Development indicators vary substantially from one member state to another, in line with the disparities in wealth. For example, life expectancy at birth ranges from 51 years in the CAR to 64 years in Gabon. Despite the comparatively wealthy status of Gabon and Equatorial Guinea, around 70% of CEMAC residents live on less than a dollar a day, and 30% lack sufficient food.
Limited Growth
Low levels of economic development in some member states are linked in part to the fact that GDP per capita growth – in purchasing power parity (PPP) terms – has been slow in recent decades when compared to other African frontier markets. The bloc as a whole has remained heavily reliant on hydrocarbons production and is strongly affected by international energy price fluctuations. Indeed, per capita income in PPP terms, adjusted for inflation, has been more or less flat in all member states other than Equatorial Guinea since 1990.

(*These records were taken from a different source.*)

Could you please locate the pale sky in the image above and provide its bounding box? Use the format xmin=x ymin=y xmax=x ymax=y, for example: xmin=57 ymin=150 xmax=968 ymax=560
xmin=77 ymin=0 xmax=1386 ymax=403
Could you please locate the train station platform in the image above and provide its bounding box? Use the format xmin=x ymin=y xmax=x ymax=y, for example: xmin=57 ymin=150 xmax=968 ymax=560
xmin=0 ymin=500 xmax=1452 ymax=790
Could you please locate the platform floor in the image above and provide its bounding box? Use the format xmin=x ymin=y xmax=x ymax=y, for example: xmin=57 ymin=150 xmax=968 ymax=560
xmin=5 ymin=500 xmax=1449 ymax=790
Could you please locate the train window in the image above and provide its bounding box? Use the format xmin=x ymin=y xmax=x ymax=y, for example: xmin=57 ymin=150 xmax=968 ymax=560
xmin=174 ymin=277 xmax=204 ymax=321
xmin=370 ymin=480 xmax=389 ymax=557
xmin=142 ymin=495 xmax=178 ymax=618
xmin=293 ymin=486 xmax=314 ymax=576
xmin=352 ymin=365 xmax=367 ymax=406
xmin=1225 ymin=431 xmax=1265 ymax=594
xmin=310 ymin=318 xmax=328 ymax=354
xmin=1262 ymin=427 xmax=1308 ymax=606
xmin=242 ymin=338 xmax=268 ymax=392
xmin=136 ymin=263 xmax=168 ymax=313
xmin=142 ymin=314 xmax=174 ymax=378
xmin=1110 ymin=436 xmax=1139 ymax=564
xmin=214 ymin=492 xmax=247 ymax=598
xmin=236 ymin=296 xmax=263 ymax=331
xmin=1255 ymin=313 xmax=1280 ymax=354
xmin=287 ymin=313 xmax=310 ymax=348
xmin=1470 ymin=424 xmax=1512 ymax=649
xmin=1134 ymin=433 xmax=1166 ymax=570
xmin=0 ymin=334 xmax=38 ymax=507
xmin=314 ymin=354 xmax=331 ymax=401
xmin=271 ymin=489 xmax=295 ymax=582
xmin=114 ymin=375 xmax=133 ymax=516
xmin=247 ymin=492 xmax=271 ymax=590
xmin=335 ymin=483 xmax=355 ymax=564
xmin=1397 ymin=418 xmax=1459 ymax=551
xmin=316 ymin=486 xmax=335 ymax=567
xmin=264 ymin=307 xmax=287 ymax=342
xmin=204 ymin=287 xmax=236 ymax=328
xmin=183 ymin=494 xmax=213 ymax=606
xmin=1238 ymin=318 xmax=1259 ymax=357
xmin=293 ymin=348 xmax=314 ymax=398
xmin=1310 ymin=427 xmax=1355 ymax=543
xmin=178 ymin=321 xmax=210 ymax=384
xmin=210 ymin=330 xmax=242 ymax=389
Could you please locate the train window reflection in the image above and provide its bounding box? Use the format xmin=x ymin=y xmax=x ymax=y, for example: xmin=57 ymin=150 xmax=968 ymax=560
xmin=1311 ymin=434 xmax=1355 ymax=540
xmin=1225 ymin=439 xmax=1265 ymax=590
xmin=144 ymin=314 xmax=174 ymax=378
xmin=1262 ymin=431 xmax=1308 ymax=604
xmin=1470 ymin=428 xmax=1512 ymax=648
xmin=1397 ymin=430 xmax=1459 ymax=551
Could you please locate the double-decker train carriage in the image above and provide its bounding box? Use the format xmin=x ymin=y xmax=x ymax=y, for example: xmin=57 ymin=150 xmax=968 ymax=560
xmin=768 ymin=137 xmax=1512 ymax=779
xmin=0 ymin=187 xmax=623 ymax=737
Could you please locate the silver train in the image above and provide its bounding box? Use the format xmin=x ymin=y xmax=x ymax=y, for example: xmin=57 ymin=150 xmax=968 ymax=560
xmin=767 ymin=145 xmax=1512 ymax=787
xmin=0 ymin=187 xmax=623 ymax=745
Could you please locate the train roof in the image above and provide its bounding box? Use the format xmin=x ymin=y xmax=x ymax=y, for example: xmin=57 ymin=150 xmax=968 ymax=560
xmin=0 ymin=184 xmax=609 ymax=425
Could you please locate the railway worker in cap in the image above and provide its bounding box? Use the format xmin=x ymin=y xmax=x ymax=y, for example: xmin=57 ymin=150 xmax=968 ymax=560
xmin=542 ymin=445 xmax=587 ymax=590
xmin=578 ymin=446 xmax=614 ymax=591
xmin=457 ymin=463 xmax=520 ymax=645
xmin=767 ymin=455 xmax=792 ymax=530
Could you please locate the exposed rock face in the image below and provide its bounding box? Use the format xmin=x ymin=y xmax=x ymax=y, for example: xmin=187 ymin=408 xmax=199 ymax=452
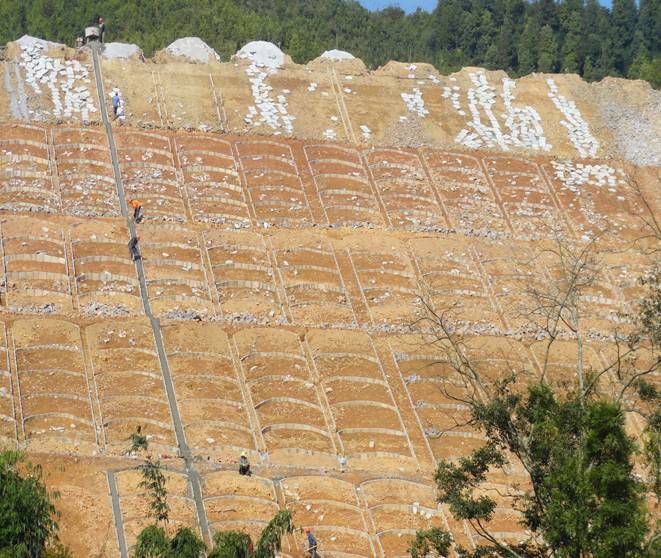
xmin=0 ymin=37 xmax=661 ymax=557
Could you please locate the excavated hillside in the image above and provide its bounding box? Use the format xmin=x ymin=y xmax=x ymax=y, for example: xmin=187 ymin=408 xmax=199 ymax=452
xmin=0 ymin=37 xmax=661 ymax=557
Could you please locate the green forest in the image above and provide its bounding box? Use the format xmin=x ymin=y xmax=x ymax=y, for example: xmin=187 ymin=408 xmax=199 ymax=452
xmin=0 ymin=0 xmax=661 ymax=88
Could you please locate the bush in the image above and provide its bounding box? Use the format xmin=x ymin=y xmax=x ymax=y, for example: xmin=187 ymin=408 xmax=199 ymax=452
xmin=0 ymin=450 xmax=60 ymax=558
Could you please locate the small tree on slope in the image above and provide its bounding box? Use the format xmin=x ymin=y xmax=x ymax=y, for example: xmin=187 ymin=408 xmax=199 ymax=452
xmin=410 ymin=238 xmax=661 ymax=558
xmin=0 ymin=450 xmax=71 ymax=558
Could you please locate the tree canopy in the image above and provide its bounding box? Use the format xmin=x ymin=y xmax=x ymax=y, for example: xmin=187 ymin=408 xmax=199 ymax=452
xmin=0 ymin=0 xmax=661 ymax=87
xmin=410 ymin=237 xmax=661 ymax=558
xmin=0 ymin=450 xmax=70 ymax=558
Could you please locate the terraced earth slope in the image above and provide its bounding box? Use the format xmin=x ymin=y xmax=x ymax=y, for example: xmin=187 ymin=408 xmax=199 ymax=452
xmin=0 ymin=40 xmax=661 ymax=557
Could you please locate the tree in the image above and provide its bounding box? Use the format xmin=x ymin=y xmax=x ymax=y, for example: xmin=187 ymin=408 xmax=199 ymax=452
xmin=170 ymin=527 xmax=206 ymax=558
xmin=209 ymin=510 xmax=294 ymax=558
xmin=517 ymin=17 xmax=540 ymax=75
xmin=134 ymin=525 xmax=170 ymax=558
xmin=0 ymin=450 xmax=68 ymax=558
xmin=610 ymin=0 xmax=638 ymax=75
xmin=409 ymin=527 xmax=452 ymax=558
xmin=410 ymin=237 xmax=661 ymax=558
xmin=139 ymin=456 xmax=170 ymax=523
xmin=537 ymin=25 xmax=558 ymax=73
xmin=209 ymin=531 xmax=252 ymax=558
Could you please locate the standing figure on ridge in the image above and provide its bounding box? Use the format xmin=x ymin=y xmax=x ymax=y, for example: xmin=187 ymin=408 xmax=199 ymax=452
xmin=129 ymin=200 xmax=144 ymax=224
xmin=305 ymin=527 xmax=319 ymax=558
xmin=112 ymin=91 xmax=121 ymax=118
xmin=239 ymin=451 xmax=252 ymax=477
xmin=129 ymin=236 xmax=142 ymax=261
xmin=95 ymin=16 xmax=106 ymax=43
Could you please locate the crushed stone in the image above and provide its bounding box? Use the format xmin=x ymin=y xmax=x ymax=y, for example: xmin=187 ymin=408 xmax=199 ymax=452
xmin=319 ymin=48 xmax=356 ymax=60
xmin=102 ymin=43 xmax=142 ymax=60
xmin=236 ymin=41 xmax=285 ymax=70
xmin=165 ymin=37 xmax=220 ymax=64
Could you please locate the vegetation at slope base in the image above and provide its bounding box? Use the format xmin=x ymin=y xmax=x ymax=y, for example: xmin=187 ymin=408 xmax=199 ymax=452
xmin=0 ymin=0 xmax=661 ymax=88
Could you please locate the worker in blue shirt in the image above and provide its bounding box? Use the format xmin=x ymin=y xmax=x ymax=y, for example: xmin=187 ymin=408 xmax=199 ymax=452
xmin=112 ymin=91 xmax=120 ymax=118
xmin=305 ymin=527 xmax=319 ymax=558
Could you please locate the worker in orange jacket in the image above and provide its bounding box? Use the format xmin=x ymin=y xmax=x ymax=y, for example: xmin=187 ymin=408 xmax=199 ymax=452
xmin=129 ymin=200 xmax=144 ymax=223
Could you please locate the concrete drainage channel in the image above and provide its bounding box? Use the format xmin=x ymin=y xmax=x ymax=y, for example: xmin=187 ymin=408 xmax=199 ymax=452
xmin=92 ymin=43 xmax=211 ymax=558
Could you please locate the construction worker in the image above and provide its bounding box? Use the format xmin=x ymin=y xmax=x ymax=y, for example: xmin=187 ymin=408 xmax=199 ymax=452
xmin=305 ymin=527 xmax=319 ymax=558
xmin=96 ymin=16 xmax=106 ymax=42
xmin=129 ymin=200 xmax=144 ymax=223
xmin=129 ymin=236 xmax=142 ymax=261
xmin=239 ymin=451 xmax=252 ymax=477
xmin=112 ymin=91 xmax=122 ymax=118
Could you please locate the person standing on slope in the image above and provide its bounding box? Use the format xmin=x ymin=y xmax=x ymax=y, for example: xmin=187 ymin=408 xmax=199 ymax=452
xmin=129 ymin=200 xmax=144 ymax=224
xmin=305 ymin=527 xmax=319 ymax=558
xmin=96 ymin=16 xmax=106 ymax=43
xmin=112 ymin=91 xmax=121 ymax=118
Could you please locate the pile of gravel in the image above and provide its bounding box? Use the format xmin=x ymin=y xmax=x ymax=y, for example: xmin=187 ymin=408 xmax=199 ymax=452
xmin=165 ymin=37 xmax=220 ymax=64
xmin=103 ymin=43 xmax=142 ymax=60
xmin=319 ymin=48 xmax=356 ymax=60
xmin=592 ymin=78 xmax=661 ymax=166
xmin=236 ymin=41 xmax=285 ymax=70
xmin=16 ymin=35 xmax=64 ymax=50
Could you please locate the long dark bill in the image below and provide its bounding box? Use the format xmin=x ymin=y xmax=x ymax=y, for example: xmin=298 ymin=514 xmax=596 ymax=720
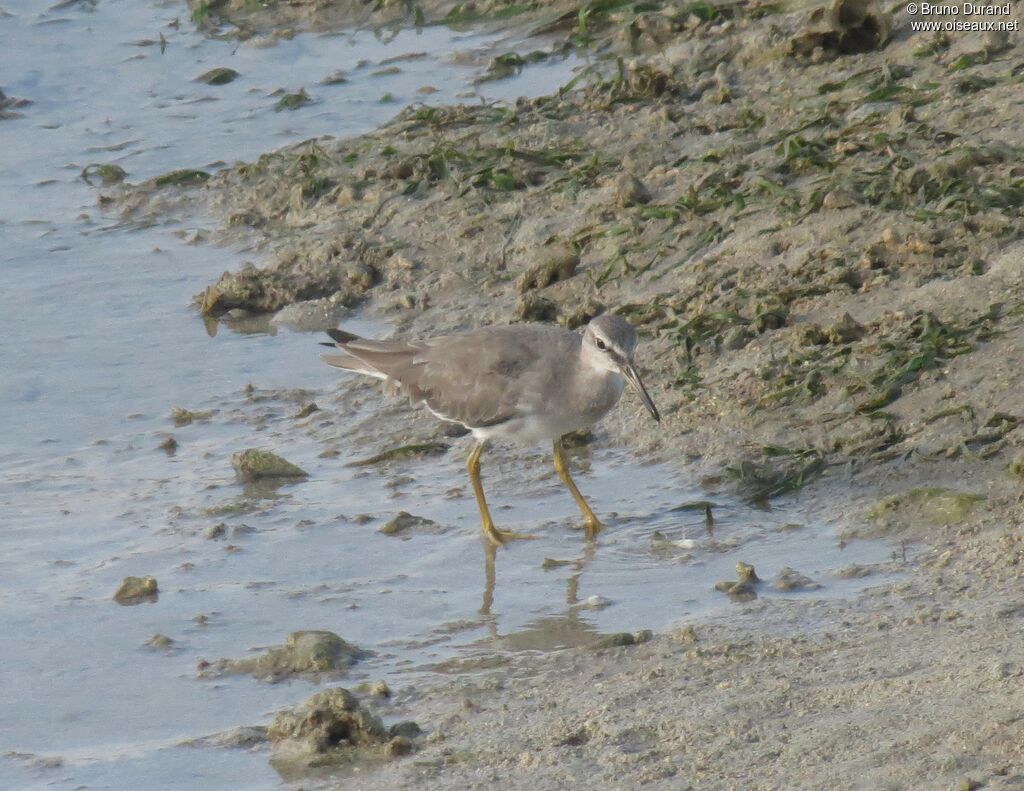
xmin=622 ymin=363 xmax=662 ymax=422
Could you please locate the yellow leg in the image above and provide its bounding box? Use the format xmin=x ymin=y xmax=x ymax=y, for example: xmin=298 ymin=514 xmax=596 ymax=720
xmin=554 ymin=440 xmax=604 ymax=538
xmin=466 ymin=443 xmax=536 ymax=546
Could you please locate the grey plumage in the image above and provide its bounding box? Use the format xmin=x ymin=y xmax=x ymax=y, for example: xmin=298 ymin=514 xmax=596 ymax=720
xmin=324 ymin=316 xmax=660 ymax=545
xmin=324 ymin=316 xmax=655 ymax=440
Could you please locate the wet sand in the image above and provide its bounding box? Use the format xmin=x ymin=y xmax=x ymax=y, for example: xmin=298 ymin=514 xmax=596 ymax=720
xmin=8 ymin=0 xmax=1024 ymax=789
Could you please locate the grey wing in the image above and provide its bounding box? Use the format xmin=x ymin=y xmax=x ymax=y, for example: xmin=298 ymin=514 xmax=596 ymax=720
xmin=328 ymin=325 xmax=579 ymax=427
xmin=413 ymin=325 xmax=579 ymax=427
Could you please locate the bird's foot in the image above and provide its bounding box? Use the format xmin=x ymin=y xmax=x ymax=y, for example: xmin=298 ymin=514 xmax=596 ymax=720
xmin=483 ymin=525 xmax=537 ymax=546
xmin=583 ymin=513 xmax=604 ymax=540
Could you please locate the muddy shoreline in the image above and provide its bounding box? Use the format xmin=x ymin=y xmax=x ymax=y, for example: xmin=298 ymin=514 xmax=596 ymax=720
xmin=117 ymin=4 xmax=1024 ymax=789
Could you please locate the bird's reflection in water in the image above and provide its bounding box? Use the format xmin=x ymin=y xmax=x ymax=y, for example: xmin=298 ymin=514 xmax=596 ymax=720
xmin=479 ymin=541 xmax=600 ymax=651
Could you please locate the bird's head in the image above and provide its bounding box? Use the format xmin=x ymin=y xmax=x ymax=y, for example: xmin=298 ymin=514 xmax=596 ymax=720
xmin=583 ymin=314 xmax=662 ymax=420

Some of the reasons for this slow growth include a comparatively difficult business environment in member counties. Gabon was the top performer of the six CEMAC member states in the World Bank’s 2017 “Doing Business” report, with a ranking of 164 out of 190 countries on the ease of doing business index, while the worst performing member, the CAR, came in at 185th. Many of the countries in the zone are also currently facing economic headwinds as a result of the sharp fall in global energy prices that began in mid-2014 and accelerated in 2015. As regional oil exports fall by 32% in value terms, regional growth slowed to an estimated 1.6% at constant prices in 2015, down from 4.9% the year before. Oil GDP shrank by 0.4%, while non-oil GDP grew by 2.6%. In dollar terms, the bloc’s combined GDP in 2015 fell by almost 23% . At the same time, the region’s overall combined fiscal deficit grew to 6% of GDP in 2015, and its current account deficit grew by 9%, while currency reserves fell by 41% between the end of 2014 and March 2016, to approximately 3.9 months of import cover.
Integration Efforts
Attempts to integrate the economies of the bloc and boost levels of regional trade have also struggled to get off the ground. While CEMAC was established with the intention of allowing the free movement of goods, people and capital, only the last of these goals is currently fully in place. Customs duties between member states remain for many major goods, though there have been some recent successes in bringing them down, and visa-free travel within the zone is currently only possible between Cameroon and Chad. As a result, trade within the bloc is only around 3% of the total combined value of trade by member states, constraining the development of regional synergies and consequently slowing growth.
However, the regional authorities appear to be taking some steps towards fostering greater integration. For example, in late 2015 the bloc presented a new regional economic convergence framework, based on factors such as a shared fiscal rules and a common public deficit ceiling, to enter into force in 2017.